Tomorrow's diapers may be made from greenhouse gas
Research shows that the absorbent material in diapers can be made more efficiently using carbon dioxide in place of the current propylene.
Thu, Mar 28 2013 at 1:53 PM
A chemical found in diapers and other materials could be made more cheaply and sustainably from carbon dioxide, research shows.
Each year, companies produce billions of tons of the chemical known as acrylate, which is used to make the superabsorbent material that lines polyester fabrics and diapers. The polymer it forms is one of the components in diapers, along with the polyethylene in their outer layer, that makes them resist degradation in landfills. Companies usually make acrylate by heating propylene, a chemical found in crude oil. Now, researchers have developed a way to produce the chemical using carbon dioxide and a strong acid.
"What we're interested in is enhancing both the economics and the sustainability of how acrylate is made," chemist Wesley Bernskoetter of Brown University, who led the study, said in a statement. The research was published in the journal Organometallics. "Right now, everything that goes into making it is from relatively expensive, nonrenewable carbon sources."
Scientists have been working on alternative ways to produce the diaper chemical since the 1980s, for instance by mixing carbon dioxide gas with ethylene gas using a metal catalyst like nickel. The planet certainly has no shortage of carbon dioxide, and ethylene can be made from plant biomass (and is cheaper than propylene).
Ethylene and carbon dioxide undergo a chemical reaction to form a molecule with a five-atom ring of oxygen, nickel and three carbon atoms. To form acrylate, this ring must be broken so that a double bond can form between two of the carbon atoms, a process known as elimination.
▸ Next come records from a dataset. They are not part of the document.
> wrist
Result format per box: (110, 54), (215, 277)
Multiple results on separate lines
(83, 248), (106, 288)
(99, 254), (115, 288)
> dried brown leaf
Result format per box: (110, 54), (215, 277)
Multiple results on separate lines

Breaking open that ring has proven challenging. But Bernskoetter and colleagues found that chemicals known as Lewis acids can crack this ring open by stealing electrons away from the bond between nickel and oxygen. Using this method, the researchers were able to quickly slice open the ring to produce acrylate.
The process could ultimately be scaled up to produce acrylate in an industrial setting, Bernskoetter said. The next step will be adjusting the strength of the Lewis acid. As a proof of concept, the researchers used the strongest acid possible, one made from boron. This acid cannot be used in a repeatable process, however, because it bonds to the acrylate.
Bernskoetter is optimistic about finding an acid that will work, because Lewis acids come in a wide array of strengths.
The payoff for developing a successful new method of creating acrylate could be big, Bernskoetter said. "It's around a $2 billion-a-year industry," he said. "If we can find a way to make acrylate more cheaply, we think the industry will be interested."